I shouldadd that page proof when turned on makes the photo go faint, much brighter than 20% and less contrast.
If the only problem you are having is the brightness problem and it is consistent you could just add a "brightness and contrast" adjustment layer to your files. Right before you print you could then add the 20%. Doing it this way would not permanently alter the values of the pixels, but it would allow you to get the print you want.
If you are wanting to try to correct the viewing you could rerun Adobe's color management set-up again and pay particular attention to the brightness aspects of the set-up. Note: when you are running this make sure the light in the room is similar to the conditions in which you will be printing. This may not help much though.
All of the above solutions are imperfect. Without having good profiles for the particular paper and printer combination it is hard to get a good match at times.
For what it is worth I hate the price too. I am in the process of upgrading. My feeling is that the computer industry has missed some very common sense things. If a film and optical print matched a scene as well as digital, without color management extras, people would be running from that company's film and paper. I wish we had a choice.
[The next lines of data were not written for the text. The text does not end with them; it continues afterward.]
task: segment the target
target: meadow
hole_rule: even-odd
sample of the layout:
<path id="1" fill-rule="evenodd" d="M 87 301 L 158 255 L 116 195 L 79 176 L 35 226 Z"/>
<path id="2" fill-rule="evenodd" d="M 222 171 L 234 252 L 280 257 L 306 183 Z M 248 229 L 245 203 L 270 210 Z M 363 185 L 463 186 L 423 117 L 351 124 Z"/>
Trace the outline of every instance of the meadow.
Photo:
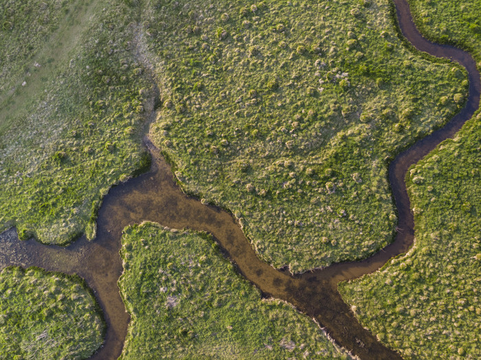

I agree. It seems obvious with the growth in consumer digital photos and media that colour management will sooner or later be integrated at the PC level and not be a major add-on. The future of digital photography seems to be digital kiosks for printing but that will change as an increasing number of people try to do this themselves or some company sees a potential market developing. The question is how long will it take?
A suggestion for calbraiting with Adobe Gamma. Instead of checking just the gray line gamma adjustment, use the 3 channel adjustment patches with individual sliders. It also helps to have room lights turned down and to even squint a little when doing this. It helps you to see when the image blends into the surrounding area.